Im Camp Warehouse leben Soldaten aus 18 Nationen beieinander. Die Zelte stehen dicht an dicht. In einem dieser großen grünen Behelfshäuschen werden die Briefe aus Deutschland nach Kompanien sortiert, dann holen die Postbeauftragten sie ab. Morgens 7:30 Uhr: Die zwanzig Mann der Rettungskompanie treten zum Dienst an. Sie stehen stramm vor den Zelten, Waffe und Munition am Gürtel. "Jeder Soldat trägt hier immer eine Waffe bei sich", erzählt Weber. "Auch im Lager. Es ist sonst einfach nicht sicher." Der Kompaniefeldwebel verteilt die Post. Jetzt haben die Soldaten die Qual der Wahl.

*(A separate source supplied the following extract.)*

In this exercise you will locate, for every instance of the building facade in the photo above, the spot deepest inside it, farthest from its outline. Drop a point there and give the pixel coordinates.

Wenn nicht an jeder Straßenlaterne Wahlplakate hängen und einem schon morgens am Kiosk die wichtigsten Schlagzeilen ins Auge springen, ist es vielleicht schwerer sich vor der Wahl richtig zu informieren. "Wir bekommen zwar Tageszeitungen, aber mit zeitlichem Verzug", erzählt Oberstleutnant Weber. "Die werden dann in den Betreuungszentren ausgelegt." Die größten Freizeiteinrichtungen für die Soldaten heißen wie deutsche Bowlingbahnen: Fun Factory und Drop Zone. Dort gibt es Campingstühle und Tische auf denen man abends nach dem Dienst noch Karten spielen kann und einen Tresen für Kaffee oder ein Bierchen. In der Fun Factory gibt es sogar ein Kino und Fitnessräume.

Schlafen statt Fernsehduell

Fernsehduell Schröder und Stoiber
Bild: AP

"Und einen Fernseher", erzählt Weber. "Aber von den Fernsehduellen haben wir nicht viel gesehen. Wenn die anfangen ist es bei uns Zeit, um ins Bett zu gehen", erklärt er. "14 Stunden Dienst in Staub und Hitze schaffen einen." Doch da gibt es ja noch Radio Andernach, den Soldatensender, dem man noch im Bett lauschen kann. Über Kopfhörer, damit man seine sechs Zeltbewohner nicht stört. Radio Andernach übernimmt zum Beispiel auch Sendungen der Deutschen Welle. "Nur neutrale Berichterstattung, keine Wahlwerbung." sagt Weber. Außerdem können die Soldaten sich auch in der Fun Factory ins Internet einloggen und sich letzte Infos zur Wahl holen.

"Wir alle verfolgen die Wahl mit Spannung, genau wie in Deutschland auch", sagt Weber. Inzwischen haben alle Soldaten längst ihre Wahlzettel in die hölzernen Briefkästen plumpsen lassen, die im Camp verteilt stehen. Denn die Post braucht mindestens eine Woche bis nach Deutschland. Und am Wahlabend wird dann sogar der Zapfenstreich verschoben. "Normalerweise schließt die Fun Factory um 22 Uhr", sagt Weber. "Aber am Sonntag wird länger geöffnet sein, damit jeder, der möchte vor dem Fernseher mitfiebern kann."